Het kruispunt van de Eerste Jan Steenstraat met de Ferdinand Bolstraat kan namelijk alleen met ware doodsverachting betreden worden. De Heras hekwerken ontnemen er het verkeer elk zicht op medeweggebruikers. Ze zijn perfecte afschermingen van het gevaar dat nu vanuit alle hoeken en gaten op kan duiken, in het bijzonder in de winter, wanneer het veel langer donker is.

Het desolate bouwterrein kan elk moment het macabere decor vormen van een gekielhaald lichaam als er eventjes iemand net iets te gehaast en onvoldoende attent opereert.

Liefde aan diggelen
De Ferdinand Bolstraat was tot 2003 een bruisende winkelstraat in het hartje van De Pijp. Het was er hectisch, maar gezellig. Fietsers, automobilisten, trams en vooral veel voetgangers zorgden voor verkeersgevaar, maar er was veel leven op straat. De straat behoorde tot mijn favorieten in de stad. Het was prettig om te weten dat ik niet ver hoefde te gaan om de echte sfeer van de stad helemaal in mij op te zuigen. De Ferdinand Bolstraat was een smeltkroes van culturen met een verscheidenheid aan kleuren, eten en kleding.

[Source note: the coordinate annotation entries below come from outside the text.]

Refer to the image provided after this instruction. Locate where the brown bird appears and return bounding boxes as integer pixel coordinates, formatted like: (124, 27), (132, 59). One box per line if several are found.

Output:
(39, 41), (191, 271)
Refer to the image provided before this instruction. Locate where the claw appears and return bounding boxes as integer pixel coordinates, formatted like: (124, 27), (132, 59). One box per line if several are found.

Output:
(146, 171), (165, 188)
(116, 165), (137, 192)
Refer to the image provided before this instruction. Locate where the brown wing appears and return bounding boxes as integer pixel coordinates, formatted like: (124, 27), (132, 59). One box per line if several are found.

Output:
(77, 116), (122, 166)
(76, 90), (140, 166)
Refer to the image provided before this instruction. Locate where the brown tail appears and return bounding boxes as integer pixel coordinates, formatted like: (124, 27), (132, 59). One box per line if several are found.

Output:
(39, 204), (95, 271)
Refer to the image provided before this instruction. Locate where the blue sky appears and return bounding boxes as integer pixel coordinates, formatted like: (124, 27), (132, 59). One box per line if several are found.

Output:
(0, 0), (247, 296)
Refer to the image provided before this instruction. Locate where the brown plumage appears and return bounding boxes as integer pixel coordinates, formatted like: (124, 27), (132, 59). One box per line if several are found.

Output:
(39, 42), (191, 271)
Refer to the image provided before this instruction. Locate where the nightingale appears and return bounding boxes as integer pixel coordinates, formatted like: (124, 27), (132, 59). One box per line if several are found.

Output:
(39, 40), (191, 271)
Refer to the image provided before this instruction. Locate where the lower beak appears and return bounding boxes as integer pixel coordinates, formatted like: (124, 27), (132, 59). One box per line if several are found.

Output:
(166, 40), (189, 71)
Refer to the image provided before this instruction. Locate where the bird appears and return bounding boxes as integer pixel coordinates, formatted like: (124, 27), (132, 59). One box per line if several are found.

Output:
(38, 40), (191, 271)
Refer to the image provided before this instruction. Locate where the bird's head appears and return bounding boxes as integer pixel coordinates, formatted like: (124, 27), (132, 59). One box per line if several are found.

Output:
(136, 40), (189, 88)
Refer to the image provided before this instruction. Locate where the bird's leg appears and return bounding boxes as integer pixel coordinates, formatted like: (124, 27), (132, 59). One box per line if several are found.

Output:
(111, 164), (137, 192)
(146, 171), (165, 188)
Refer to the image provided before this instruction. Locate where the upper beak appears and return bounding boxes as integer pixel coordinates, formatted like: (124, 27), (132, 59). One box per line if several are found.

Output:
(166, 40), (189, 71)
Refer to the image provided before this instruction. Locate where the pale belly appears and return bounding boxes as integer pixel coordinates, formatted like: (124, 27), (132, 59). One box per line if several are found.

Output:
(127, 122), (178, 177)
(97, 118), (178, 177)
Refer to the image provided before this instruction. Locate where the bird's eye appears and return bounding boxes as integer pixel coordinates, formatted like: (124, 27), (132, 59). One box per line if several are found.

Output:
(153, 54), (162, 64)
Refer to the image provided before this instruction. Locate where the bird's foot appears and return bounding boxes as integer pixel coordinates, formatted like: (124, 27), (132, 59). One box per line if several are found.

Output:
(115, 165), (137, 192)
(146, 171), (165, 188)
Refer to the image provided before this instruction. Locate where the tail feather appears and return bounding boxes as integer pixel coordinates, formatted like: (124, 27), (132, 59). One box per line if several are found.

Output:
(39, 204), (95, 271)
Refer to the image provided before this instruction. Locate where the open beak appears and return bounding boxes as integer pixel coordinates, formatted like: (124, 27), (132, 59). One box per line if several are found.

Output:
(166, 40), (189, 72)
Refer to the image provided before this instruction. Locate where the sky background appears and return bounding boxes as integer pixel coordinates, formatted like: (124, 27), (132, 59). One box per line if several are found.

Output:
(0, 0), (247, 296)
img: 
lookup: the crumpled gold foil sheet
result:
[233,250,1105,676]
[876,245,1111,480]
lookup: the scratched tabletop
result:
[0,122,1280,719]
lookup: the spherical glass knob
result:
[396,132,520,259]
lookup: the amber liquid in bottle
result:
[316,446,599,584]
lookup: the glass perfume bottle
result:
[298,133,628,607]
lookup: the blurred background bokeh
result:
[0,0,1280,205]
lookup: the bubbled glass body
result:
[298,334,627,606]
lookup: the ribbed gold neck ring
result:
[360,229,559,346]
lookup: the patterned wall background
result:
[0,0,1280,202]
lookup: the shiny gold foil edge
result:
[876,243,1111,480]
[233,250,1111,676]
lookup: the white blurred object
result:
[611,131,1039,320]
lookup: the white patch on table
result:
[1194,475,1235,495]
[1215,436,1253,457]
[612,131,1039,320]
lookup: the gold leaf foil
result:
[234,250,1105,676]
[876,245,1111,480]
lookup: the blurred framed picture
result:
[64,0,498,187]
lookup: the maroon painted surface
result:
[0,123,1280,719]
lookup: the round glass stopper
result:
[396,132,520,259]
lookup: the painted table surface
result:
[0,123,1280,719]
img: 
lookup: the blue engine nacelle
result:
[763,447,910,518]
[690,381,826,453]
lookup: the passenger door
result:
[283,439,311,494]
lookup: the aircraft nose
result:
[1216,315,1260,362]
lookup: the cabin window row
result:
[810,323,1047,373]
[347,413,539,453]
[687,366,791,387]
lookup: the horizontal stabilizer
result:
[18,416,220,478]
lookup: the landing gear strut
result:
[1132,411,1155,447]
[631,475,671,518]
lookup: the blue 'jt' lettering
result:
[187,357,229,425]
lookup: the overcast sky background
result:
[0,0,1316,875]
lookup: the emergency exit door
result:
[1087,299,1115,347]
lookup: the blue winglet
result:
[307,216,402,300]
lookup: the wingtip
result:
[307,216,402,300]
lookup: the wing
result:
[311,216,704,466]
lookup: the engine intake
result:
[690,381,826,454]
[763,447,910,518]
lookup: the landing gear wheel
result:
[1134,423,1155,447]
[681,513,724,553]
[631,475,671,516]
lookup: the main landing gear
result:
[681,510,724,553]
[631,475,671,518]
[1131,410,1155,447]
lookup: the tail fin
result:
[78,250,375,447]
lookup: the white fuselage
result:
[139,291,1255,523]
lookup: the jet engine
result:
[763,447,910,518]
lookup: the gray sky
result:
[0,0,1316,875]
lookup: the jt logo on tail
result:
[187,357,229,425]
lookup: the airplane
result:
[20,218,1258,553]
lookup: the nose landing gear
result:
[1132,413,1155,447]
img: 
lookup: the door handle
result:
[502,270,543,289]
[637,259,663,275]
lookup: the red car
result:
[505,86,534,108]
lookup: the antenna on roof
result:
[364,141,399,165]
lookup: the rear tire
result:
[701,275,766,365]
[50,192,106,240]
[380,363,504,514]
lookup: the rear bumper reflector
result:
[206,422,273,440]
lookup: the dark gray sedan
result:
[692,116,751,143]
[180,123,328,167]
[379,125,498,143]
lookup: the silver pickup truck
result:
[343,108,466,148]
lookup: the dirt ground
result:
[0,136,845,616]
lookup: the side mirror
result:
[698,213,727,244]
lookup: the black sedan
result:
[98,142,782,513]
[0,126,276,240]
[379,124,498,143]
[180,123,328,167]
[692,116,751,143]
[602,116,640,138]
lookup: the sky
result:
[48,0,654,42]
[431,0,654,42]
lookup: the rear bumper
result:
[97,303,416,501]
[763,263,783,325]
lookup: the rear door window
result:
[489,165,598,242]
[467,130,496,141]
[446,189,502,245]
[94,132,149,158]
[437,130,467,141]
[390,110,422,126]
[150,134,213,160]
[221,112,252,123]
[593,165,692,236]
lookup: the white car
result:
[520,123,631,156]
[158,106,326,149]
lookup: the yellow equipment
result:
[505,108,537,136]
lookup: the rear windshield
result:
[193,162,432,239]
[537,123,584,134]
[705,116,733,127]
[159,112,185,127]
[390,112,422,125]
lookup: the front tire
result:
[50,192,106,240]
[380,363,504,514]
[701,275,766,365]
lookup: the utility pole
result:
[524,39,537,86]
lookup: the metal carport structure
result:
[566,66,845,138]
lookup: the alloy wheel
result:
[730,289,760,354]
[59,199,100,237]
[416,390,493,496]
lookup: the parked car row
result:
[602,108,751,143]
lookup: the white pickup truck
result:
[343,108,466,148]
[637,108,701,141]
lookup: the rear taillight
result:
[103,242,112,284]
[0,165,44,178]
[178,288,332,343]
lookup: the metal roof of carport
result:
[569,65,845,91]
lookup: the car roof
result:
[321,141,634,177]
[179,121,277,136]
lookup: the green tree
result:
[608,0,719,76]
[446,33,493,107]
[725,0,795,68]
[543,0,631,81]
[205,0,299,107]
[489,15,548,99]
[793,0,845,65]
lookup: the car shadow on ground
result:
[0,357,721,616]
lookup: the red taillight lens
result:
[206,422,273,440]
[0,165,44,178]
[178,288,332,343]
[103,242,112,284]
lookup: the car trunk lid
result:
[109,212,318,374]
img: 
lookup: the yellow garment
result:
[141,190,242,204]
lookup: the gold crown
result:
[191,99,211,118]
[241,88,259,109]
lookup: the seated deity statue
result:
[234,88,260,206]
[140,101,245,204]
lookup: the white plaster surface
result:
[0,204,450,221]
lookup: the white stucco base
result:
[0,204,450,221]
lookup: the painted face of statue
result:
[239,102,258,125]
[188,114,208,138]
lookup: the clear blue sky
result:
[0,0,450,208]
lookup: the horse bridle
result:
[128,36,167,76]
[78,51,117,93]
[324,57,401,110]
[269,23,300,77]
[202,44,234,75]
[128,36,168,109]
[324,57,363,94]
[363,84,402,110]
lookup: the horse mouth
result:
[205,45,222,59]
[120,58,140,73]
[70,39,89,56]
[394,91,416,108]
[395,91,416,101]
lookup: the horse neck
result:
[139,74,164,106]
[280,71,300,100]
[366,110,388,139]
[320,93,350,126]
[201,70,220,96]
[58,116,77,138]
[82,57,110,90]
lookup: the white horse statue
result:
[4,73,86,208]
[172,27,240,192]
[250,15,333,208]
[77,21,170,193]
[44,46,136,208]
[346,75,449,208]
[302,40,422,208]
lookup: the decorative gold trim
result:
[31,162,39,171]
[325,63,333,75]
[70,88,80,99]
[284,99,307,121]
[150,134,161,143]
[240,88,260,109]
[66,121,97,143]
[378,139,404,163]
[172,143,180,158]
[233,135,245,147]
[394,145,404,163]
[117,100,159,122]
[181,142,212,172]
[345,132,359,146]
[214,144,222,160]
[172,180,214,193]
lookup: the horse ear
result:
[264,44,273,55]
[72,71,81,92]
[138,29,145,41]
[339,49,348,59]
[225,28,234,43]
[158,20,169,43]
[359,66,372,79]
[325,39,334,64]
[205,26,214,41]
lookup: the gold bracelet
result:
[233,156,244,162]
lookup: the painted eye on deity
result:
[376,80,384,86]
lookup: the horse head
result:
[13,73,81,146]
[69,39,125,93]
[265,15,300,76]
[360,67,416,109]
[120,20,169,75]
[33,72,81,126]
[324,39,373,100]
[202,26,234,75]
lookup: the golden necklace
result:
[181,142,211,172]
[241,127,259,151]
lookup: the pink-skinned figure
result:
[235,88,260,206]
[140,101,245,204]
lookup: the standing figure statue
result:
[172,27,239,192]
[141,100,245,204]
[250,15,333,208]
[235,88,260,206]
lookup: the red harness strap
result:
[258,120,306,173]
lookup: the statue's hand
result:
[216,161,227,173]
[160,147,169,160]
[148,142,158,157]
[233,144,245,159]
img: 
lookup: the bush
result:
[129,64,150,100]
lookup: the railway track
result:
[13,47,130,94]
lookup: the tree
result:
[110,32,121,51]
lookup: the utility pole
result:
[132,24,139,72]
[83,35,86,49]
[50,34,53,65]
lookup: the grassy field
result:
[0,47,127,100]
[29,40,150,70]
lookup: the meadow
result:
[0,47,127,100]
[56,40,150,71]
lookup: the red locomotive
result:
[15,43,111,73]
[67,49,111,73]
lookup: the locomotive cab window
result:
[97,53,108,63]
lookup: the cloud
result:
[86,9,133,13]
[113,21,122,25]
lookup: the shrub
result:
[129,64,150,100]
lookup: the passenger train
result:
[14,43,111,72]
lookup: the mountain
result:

Maar nu de straat al jarenlang openligt als een opengereten lichaam, omdat er ooit in een futuristisch jaar, een metro onderdoor moet lopen, ligt mijn liefde aan diggelen.

Grootste slachtoffer
Inmiddels ligt de hele stad op de schop, maar de Ferdinand Bolstraat lijkt daar een van de grootste slachtoffers van geworden. Chaos houdt de straat in de greep. Winkels staan leeg of zijn alleen nog via halsbrekende toeren te bereiken. Inkopen doe je er alleen omdat de winkel in de buurt of op de route naar huis is. Je aangenaam verpozen doe je het liefst ergens anders.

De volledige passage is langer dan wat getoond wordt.